Em Mensagem há um retorno mítico à história portuguesa. Fernando Pessoa interpela o mundo português ansiando por uma nova síntese de Portugal ou de si mesmo ou dos outros. Ou seja, é como se o divino estivesse entrelaçado na História. Aqui é possível lembrar da obra O mito do eterno retorno, de Eliade (1992), que versa sobre a repetitividade intrínseca à ontologia arcaica e a sua forma de conceber a temporalidade cósmica e humana proclamando a necessidade de um retorno (religação, religare) ao mito tradicional pois, por mais dessacralizado que se pretenda o homem moderno ele não consegue se livrar da experiência mítica originária, ainda que esta ressoe não mais como voz direta dos deuses, como acontecia com os judeus (ELIADE, 1992).
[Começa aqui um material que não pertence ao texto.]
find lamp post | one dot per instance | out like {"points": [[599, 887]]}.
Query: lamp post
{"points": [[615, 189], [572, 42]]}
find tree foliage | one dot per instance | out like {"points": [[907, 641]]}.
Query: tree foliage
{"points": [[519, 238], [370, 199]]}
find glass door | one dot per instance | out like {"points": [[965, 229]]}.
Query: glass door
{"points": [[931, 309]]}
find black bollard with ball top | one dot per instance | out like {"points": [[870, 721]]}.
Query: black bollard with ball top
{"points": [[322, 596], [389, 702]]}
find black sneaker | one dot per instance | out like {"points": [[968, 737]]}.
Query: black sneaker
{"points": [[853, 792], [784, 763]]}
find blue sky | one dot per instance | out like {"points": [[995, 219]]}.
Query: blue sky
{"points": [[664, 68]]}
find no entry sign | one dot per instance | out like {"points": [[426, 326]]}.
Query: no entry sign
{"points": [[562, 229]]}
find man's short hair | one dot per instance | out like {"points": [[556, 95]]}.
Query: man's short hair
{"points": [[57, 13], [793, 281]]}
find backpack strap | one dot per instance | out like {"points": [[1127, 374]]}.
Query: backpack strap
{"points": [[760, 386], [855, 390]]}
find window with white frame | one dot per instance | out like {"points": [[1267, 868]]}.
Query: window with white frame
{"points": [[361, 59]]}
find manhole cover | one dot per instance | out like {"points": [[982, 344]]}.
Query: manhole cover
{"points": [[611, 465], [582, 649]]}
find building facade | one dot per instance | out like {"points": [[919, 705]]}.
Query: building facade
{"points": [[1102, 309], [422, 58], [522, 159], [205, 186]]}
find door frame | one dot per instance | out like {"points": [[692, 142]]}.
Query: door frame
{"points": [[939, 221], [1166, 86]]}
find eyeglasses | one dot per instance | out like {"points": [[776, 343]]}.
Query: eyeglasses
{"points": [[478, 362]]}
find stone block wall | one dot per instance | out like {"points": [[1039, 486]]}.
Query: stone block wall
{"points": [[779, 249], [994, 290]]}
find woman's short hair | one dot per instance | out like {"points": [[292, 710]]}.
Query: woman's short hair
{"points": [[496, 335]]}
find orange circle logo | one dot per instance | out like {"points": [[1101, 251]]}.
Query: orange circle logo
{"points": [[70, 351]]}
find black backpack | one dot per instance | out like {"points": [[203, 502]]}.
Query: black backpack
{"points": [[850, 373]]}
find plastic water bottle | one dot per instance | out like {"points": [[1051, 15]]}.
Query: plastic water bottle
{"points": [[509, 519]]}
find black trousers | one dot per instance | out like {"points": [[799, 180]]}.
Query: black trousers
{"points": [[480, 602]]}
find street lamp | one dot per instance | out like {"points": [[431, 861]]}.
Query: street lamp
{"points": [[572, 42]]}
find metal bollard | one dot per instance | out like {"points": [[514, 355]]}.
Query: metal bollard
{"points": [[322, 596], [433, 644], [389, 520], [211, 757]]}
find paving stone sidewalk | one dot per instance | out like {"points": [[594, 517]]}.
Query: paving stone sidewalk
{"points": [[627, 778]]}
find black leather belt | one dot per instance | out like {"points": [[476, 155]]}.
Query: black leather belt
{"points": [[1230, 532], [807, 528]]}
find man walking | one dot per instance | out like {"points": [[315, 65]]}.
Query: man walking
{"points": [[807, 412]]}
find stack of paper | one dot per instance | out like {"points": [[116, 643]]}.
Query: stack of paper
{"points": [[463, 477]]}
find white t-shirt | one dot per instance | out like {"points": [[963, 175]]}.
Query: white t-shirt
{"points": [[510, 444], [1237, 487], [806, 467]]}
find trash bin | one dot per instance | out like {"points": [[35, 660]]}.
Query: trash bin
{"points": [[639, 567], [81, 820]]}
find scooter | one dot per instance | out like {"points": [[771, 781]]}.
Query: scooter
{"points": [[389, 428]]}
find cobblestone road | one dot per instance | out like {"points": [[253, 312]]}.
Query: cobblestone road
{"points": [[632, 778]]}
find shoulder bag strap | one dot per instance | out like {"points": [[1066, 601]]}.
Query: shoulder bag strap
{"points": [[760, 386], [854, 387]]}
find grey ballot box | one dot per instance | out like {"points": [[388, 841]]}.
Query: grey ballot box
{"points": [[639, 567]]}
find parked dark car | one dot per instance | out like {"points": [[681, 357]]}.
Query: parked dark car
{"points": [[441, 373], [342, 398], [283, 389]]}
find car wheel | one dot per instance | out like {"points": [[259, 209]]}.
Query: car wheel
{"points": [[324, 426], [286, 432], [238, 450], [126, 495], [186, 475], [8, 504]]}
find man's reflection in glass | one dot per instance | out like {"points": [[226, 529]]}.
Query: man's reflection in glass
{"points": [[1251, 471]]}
Entre os judeus, a religião foi o fenômeno ligador de almas que auxiliou na união desse povo (mesmo na diáspora) e na ascensão da nação. Pessoa acredita que, de modo semelhante, um fenômeno imaginativo e de autoridade existiria em Portugal e que, por isso, era possível debelar a crise nacional solucionando três problemas: “Como transformar o indivíduo português? Como transformar o estado português? Como transformar a nação portuguesa?” (PESSOA, 1979, p. 168). Ele sugere dirigir-se para o “futuro do passado”, aliás, para ele a nação é: (1) uma relação com o passado; (2) uma relação com o presente nacional e estrangeiro; (3) uma direcção para o futuro (PESSOA, 1979, p. 127).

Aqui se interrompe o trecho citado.